Fact Sheets and FAQs released
In an attempt to clear up some of the ambiguity in the surprise billing regulations and rules—particularly those related to providing GFE and dispute resolution—the CMS has issued multiple Fact Sheets and FAQs to address medical providers’ concerns.

On April 5 and 6, 2022, the CMS published FAQS about the No Surprises Rules and the GFE for uninsured or self-pay individuals under the Consolidated Appropriations Act of 2021, Part 2. The frequency of these updates makes it difficult to keep up with all the so-called guidance the CMS provides, but a major area of concern continues to be how to comply with GFE requirements when circumstances make it difficult to know what a patient may or may not need.

The spirit of the legislation is aimed at avoiding unnecessary surprises for patients, so the best practice is to give them open and honest estimates of what you think they may need but also be prepared to defend your decisions should anyone dispute your estimates and recommendations later. 

The language in the regulations consistently refers to what a provider could “reasonably be expected” to know with the information provided.

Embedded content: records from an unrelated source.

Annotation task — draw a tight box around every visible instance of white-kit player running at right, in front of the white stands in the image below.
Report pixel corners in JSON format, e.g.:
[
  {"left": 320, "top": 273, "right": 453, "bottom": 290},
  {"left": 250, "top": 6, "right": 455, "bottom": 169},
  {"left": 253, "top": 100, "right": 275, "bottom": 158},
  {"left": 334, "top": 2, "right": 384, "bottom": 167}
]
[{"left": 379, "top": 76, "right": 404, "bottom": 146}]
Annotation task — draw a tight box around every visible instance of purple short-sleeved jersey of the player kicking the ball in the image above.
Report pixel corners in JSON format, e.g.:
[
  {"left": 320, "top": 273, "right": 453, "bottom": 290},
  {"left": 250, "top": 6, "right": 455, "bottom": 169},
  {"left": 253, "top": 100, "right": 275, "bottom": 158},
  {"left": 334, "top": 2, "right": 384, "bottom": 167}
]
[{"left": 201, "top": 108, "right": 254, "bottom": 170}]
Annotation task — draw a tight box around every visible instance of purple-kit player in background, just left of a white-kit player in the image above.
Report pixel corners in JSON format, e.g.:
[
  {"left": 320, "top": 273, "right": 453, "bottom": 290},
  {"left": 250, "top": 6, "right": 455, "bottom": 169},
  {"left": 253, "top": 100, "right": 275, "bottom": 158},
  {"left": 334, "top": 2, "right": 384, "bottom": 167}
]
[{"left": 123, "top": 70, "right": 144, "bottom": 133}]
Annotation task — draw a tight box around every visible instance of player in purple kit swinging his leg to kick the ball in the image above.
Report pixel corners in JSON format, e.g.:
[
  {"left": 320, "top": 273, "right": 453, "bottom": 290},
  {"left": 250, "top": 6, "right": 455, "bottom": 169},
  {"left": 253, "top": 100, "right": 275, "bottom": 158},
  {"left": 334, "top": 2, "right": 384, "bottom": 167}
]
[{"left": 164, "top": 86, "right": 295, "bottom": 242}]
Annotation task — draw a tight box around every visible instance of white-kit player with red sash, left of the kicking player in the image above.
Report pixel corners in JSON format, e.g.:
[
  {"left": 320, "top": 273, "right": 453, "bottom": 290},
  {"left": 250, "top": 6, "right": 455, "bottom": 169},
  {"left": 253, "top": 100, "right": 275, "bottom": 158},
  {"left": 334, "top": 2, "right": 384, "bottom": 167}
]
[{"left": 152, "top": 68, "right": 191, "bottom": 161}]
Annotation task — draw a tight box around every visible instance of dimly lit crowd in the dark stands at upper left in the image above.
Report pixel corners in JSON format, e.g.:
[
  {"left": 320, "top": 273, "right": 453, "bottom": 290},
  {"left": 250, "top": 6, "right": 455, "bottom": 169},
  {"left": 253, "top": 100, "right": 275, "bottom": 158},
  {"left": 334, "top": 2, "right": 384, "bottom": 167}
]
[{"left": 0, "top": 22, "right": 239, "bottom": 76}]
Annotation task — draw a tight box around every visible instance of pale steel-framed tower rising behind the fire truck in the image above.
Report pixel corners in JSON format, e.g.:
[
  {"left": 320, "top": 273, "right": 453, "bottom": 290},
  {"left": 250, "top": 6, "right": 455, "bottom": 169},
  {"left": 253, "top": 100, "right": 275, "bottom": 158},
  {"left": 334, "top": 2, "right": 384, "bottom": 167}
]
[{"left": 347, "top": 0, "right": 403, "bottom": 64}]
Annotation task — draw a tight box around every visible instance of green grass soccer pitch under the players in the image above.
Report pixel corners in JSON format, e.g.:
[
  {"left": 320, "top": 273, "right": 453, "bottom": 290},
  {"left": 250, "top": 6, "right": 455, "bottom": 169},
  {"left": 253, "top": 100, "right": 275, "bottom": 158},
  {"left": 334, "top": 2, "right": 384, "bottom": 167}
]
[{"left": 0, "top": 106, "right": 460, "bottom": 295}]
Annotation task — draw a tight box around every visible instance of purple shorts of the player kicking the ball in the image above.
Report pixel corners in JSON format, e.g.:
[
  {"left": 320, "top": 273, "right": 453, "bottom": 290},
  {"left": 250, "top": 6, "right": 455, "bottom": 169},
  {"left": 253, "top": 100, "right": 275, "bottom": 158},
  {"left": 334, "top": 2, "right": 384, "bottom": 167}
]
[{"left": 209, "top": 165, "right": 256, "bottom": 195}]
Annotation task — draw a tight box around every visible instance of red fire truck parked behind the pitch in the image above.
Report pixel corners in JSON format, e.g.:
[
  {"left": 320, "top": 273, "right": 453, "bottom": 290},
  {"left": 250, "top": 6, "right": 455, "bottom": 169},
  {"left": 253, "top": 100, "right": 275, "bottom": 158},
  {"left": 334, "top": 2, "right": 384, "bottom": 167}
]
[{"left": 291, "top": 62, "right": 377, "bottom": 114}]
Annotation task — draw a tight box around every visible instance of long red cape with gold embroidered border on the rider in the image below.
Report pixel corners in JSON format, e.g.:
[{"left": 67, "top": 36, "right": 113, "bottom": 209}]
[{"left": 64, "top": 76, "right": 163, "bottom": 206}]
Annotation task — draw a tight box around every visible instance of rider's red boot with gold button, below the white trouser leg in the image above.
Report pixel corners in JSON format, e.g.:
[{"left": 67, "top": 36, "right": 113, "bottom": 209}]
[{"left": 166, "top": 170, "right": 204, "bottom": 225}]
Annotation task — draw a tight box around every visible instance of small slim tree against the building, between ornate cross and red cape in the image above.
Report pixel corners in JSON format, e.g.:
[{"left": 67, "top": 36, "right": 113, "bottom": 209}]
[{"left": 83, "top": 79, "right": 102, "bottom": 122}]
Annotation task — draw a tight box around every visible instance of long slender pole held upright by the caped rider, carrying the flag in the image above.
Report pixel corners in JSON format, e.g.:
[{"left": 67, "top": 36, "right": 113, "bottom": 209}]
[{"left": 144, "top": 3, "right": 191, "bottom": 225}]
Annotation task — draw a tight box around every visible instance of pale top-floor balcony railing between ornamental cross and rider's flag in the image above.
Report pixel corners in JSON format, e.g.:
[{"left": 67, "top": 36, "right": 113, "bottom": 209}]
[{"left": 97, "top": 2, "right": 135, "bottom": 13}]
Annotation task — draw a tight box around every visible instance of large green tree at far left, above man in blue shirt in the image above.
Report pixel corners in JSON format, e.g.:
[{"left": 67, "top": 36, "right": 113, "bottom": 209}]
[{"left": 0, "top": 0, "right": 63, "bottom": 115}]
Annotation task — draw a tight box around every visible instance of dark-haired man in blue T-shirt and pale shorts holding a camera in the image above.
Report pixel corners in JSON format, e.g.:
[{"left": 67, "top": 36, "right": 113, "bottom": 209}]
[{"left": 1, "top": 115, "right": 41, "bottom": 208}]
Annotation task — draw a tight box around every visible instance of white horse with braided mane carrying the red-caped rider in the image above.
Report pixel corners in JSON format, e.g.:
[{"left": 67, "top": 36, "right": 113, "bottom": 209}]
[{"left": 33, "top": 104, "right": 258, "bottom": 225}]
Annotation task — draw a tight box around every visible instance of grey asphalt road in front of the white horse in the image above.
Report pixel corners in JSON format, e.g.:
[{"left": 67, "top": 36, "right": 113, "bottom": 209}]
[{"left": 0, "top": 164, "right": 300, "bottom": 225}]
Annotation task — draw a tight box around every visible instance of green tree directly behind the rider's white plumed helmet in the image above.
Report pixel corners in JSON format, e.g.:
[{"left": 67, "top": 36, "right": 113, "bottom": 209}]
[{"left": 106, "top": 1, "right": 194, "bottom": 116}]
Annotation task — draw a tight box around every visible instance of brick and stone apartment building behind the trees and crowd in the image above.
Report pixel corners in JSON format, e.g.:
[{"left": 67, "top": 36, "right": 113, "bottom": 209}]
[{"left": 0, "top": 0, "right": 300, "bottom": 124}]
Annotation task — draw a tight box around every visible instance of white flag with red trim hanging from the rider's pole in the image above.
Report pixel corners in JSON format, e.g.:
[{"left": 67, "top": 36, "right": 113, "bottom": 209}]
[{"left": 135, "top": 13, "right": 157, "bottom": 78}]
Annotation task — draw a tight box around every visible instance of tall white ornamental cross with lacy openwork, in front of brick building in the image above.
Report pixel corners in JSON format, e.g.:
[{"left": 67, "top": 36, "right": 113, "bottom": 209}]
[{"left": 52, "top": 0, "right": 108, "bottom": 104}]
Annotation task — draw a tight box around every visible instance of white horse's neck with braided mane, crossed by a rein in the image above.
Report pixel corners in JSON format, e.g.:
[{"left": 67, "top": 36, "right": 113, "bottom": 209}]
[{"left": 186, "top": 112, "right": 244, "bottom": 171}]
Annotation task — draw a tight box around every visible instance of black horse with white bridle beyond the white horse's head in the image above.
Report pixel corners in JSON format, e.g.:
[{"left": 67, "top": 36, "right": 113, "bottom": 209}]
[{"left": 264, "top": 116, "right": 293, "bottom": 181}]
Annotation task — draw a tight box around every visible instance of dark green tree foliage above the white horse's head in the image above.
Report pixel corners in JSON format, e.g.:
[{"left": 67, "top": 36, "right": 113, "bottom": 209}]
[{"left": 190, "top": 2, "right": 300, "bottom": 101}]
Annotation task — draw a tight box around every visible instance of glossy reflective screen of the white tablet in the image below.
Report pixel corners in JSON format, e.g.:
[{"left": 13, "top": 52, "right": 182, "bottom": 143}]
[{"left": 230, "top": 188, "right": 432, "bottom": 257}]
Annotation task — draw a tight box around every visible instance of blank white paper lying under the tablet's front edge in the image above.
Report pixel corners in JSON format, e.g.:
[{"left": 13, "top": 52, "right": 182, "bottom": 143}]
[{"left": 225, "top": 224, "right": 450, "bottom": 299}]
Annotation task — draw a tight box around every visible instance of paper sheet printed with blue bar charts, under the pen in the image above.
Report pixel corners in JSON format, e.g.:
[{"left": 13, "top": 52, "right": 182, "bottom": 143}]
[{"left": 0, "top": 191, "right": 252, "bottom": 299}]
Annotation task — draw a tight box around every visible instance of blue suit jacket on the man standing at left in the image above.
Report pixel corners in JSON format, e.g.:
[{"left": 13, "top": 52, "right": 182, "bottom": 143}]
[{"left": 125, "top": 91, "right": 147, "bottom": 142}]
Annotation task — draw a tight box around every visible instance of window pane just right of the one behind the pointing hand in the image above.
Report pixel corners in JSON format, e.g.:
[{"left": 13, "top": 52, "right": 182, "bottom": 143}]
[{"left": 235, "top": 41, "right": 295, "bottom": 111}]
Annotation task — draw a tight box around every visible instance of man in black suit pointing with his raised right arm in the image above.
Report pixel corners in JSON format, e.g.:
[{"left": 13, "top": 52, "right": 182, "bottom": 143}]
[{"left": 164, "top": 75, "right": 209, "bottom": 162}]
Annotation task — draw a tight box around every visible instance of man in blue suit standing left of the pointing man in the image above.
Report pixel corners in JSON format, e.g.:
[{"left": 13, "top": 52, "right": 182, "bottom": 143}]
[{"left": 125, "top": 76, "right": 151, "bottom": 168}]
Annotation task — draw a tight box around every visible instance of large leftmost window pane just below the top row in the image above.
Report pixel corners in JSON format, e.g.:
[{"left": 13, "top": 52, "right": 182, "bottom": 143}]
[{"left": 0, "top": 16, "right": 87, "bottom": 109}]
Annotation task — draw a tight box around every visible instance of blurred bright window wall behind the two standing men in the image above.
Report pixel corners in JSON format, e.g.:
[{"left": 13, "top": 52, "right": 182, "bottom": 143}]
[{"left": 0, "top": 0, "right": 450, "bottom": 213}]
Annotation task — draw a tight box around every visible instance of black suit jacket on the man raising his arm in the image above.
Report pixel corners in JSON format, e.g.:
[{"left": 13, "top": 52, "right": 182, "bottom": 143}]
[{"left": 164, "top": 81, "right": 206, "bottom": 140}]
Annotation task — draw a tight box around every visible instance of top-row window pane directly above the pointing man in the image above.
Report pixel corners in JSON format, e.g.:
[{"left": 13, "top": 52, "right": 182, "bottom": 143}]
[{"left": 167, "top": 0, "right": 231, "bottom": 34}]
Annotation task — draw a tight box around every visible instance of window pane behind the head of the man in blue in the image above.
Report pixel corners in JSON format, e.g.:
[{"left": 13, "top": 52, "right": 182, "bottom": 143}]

Naturally, that sort of language lends itself to dispute over what one could “reasonably be expected” to know, as well as what a “reasonable” time frame is for updating patients when new information comes to light.

The CMS notes that if a bill exceeds the GFE by $400 or more, an uninsured or self-pay individual may initiate the patient-provider dispute resolution process. It also requires providers to issue an updated GFE to the uninsured or self-pay individual no later than 1 business day before scheduled services when new information comes to light. The FAQs are not comprehensive, but they are a step in the right direction toward clearing up remaining concerns for providers.

As recently as April 15, the CMS also issued a revised version of the Requirements Related to Surprise Billing Fact Sheet originally published in September 2021. This provides updated information regarding the IDR process and the timeline by which disputes will be handled in more detail.

Below are a series of Fact Sheets issued by the CMS over the past year identifying the major updates and developments to surprise billing legislation during that time:
•    July 1 Fact Sheet: What You Need to Know about the Biden-Harris Administration’s Actions to Prevent Surprise Billing
•    July 1 Fact Sheet: Requirements Related to Surprise Billing; Part I Interim Final Rule with Comment Period
•    September 30 Fact Sheet: What You Need to Know about the Biden-Harris Administration’s Actions to Prevent Surprise Billing – September Update
•    November 17 Fact Sheet: Prescription Drug and Health Care Spending Interim Final Rule with Comment Period
•    January 3 Fact Sheet: No Surprises: Understand your rights against surprise medical bills (for consumers) (PDF)
•    April 15 Fact Sheet: Requirements Related to Surprise Billing; Part II Interim Final Rule with Comment Period

Overall, the implementation of surprise billing legislation hasn’t been an entirely smooth transition, particularly in regard to the good faith estimates required and the dispute resolution process that inevitably will result when theoretical plans meet practical difficulties.

APS encourages you to monitor these developments—as we will continue to do—in order to best protect yourself in the event of a dispute. Ultimately, the goal is to avoid unnecessary surprises for patients, so taking whatever actions you can to prevent undue stress for patients should position you as well as possible to defend your estimates and the bills to follow.